Sabtu, 14 Januari 2012

Only three Englishmen are left managing top flight teams include Hodgson



Harry Redknapp, Roy Hodgson and Alan Pardew are the only remaining Englishmen managing in the Premier League, while the only two top-flight bosses to have been sacked this term have both been natives – Steve Bruce and Neil Warnock.
A new all-time low – and with just six months to go until the FA have to appoint the next England manager.
No wonder they are so desperate to smother any talk about who might ­succeed Fabio Capello, given that they want to appoint an Englishman, while the options are so miserably limited.
It’s not as if the Premier League’s English survivors are doing a bad job. Anything but.
Redknapp, though, may be ­persuaded to stay at Tottenham, while an ­impending court case also clouds matters for the obvious England front-runner.
Hodgson has re-established his ­credentials at West Brom but question marks remain over his PR qualities – a factor which really shouldn’t matter whether you are Prime Minister or England manager, yet didn’t stop one FA insider from likening him to Ed Miliband.
Dominated
Pardew has emerged from nowhere to become a genuine contender after a dream first year at Newcastle.
Yet the question is: How did we arrive at this parlous state in the first place?
One issue is the age-old obsession that top-flight English bosses ought to have been big-name former players – a stipulation that does not apply to the likes of Jose Mourinho, Arsene Wenger, and Andre Villas-Boas.
No career path has existed for English students of the game in a football culture dominated by the old-boy network.
The FA’s head of elite development, Gareth Southgate, has admitted that his own appointment as Middlesbrough boss, at the age of 35 and with no ­coaching experience, was the perfect example of how not to get on in management.
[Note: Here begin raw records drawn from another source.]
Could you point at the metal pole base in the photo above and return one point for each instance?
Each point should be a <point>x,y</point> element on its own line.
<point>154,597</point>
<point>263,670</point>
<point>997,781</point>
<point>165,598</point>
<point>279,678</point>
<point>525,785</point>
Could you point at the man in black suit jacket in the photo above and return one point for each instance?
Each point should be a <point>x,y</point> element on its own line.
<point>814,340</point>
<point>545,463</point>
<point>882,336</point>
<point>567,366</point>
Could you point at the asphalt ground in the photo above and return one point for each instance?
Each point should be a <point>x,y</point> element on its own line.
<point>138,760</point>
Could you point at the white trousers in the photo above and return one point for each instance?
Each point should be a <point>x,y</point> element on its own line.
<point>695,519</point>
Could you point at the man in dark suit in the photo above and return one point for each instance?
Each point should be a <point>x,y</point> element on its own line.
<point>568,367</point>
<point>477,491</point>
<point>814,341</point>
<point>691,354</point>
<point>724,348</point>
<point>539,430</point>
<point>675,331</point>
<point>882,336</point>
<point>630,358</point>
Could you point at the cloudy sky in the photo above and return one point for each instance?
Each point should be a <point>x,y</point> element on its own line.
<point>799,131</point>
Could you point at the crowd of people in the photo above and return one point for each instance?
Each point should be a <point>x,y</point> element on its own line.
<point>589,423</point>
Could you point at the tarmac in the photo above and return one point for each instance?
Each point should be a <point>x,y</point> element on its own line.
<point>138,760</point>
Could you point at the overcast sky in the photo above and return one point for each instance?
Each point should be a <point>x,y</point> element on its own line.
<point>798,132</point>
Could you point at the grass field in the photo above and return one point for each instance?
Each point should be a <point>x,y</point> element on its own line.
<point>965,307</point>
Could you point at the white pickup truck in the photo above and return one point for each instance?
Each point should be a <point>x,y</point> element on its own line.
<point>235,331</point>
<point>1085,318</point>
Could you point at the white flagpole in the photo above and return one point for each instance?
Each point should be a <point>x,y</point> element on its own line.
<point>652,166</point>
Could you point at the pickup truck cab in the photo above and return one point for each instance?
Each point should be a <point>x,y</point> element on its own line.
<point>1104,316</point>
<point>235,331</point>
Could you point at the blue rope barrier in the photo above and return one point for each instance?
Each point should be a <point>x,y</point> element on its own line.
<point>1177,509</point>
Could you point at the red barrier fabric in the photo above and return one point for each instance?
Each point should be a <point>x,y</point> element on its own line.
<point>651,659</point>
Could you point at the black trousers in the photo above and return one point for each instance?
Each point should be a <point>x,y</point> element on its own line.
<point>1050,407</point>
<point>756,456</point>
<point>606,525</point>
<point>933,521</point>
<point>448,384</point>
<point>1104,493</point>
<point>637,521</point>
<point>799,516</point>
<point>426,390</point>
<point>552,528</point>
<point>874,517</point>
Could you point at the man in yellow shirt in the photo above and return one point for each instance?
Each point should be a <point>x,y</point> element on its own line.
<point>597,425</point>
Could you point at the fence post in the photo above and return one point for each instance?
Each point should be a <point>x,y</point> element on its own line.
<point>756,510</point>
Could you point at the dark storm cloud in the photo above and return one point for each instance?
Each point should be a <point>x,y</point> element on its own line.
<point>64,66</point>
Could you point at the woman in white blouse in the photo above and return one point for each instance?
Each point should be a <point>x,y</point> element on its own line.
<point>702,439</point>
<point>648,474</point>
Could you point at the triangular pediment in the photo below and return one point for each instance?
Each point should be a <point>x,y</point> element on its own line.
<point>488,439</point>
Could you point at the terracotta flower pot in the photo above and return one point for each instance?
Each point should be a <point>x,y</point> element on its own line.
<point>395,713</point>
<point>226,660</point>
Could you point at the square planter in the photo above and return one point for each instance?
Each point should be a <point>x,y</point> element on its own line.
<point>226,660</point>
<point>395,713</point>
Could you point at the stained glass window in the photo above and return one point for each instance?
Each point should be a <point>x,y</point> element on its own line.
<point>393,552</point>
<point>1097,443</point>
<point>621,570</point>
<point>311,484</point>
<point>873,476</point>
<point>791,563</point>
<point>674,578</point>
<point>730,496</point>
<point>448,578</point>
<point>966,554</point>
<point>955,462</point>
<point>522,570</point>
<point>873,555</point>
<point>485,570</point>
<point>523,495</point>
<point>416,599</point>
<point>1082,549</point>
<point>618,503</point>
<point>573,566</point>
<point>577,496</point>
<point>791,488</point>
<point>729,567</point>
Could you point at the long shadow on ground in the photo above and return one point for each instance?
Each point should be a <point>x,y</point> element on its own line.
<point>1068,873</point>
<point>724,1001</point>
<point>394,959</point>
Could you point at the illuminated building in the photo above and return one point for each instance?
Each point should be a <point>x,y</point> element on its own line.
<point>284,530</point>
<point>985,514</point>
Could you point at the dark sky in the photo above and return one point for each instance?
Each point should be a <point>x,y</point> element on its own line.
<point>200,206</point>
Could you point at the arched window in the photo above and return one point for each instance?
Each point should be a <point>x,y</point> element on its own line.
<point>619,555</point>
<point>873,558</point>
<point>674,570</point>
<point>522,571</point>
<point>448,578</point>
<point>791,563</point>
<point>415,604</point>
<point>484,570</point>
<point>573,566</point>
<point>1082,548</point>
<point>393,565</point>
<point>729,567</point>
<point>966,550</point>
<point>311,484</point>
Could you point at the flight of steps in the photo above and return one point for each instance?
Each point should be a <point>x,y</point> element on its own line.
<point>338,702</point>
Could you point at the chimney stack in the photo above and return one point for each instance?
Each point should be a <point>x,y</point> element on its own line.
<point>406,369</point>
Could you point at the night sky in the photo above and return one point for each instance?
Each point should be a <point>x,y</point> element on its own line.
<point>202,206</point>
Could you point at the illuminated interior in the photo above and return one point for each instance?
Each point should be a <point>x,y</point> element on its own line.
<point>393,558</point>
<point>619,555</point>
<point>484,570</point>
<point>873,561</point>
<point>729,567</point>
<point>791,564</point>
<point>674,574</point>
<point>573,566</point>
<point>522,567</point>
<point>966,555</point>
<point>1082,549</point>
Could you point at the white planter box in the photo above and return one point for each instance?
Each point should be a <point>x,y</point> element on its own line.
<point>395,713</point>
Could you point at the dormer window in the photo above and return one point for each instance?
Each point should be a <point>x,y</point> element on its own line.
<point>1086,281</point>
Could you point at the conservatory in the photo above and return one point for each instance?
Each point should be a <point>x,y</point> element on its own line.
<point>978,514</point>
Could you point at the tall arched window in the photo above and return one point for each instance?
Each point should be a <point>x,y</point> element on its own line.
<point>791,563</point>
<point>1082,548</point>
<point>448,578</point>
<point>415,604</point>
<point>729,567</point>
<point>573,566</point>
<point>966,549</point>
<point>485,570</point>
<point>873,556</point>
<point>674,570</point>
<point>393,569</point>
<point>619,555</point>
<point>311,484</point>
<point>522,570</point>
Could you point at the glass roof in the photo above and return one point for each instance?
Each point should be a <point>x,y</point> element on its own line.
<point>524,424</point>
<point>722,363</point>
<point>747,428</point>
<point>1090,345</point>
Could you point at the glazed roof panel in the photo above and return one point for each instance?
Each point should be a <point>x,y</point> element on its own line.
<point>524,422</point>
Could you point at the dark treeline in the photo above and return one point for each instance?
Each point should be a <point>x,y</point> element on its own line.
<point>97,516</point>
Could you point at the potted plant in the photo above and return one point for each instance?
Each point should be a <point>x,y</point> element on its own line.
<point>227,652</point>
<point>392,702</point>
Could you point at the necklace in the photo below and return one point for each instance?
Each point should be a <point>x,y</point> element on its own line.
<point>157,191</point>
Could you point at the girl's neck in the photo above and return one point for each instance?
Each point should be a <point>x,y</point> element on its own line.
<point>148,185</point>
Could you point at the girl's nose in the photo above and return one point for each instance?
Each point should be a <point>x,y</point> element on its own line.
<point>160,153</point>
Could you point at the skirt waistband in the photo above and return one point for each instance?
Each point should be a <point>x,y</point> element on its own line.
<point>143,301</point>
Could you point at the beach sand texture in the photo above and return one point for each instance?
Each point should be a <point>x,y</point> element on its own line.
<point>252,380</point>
There is also a large element of who’s trendy – and English bosses have not been ­considered sexy, among club ­owners or supporters, for many years.
It’s not all about the mystique of a foreign boss, however.
Tartan is all the rage, with seven Scotsmen managing in the top flight.
An identikit image of the ultra-­serious, chippy Scot – Dalglish, Ferguson, Moyes, Lambert, McLeish – has become ­something of a dugout fashion label.
Along with the Premier League’s two Welsh and three Irish managers – and we’ll leave Roy Keane to argue about Mick McCarthy’s true nationality – these Scots have not emerged from a different footballing system to the English.
Yet Redknapp had to strive for ­credibility over decades. Hodgson, a former non-league full-back, had to ­wander the Earth for years before he was accepted in his homeland, and even then was never given a chance at Liverpool.
Pardew’s Newcastle appointment was met with almost unanimous horror on Tyneside. He’d recently been discarded by Southampton and was ­caricatured as a stooge of owner Mike Ashley. Luckily for Pardew, Ashley has a rhino’s hide, and couldn’t care less for public opinion.
But even after Pardew’s outstanding success, which other Premier League owner is willing to take such a plunge?
There are 17 English managers in the Championship, yet how many of them are ever mentioned as potential Premier League recruits?
None. Not even Nigel Adkins, who is masterminding back-to-back ­promotions at Southampton.
When the Uruguayan Gus Poyet was threatening to do similar at Brighton, he became flavour of the month.
English managers who over-achieve on a shoestring – such as Brian McDermott, Keith Hill and even Nigel Clough – are met with sneers.
While they are to some extent victims of a reverse ­xenophobia, there have also been shortcomings.
Science
Warnock is a successful Championship boss but all the noises from inside Loftus Road, were of an old-school regime not suited to the Premier League’s appliance of science.
Similar accusations were aimed at Paul Ince at Blackburn and, to a lesser extent, Bruce at Sunderland.
There is a belief within the FA, and the wider game, that the development of English coaches is improving.
But this will all come to nought, ­unless Premier League owners are ­willing to employ them.
When Redknapp leaves Spurs, for example, it is known that chairman Daniel Levy sees one of his current coaching staff, Tim Sherwood, as the outstanding candidate to succeed him.
Such a bold move would be met with incredulity outside White Hart Lane.
But at the last English-owned club in the top six, it might just provide an ­enormous long-term boost for national pride.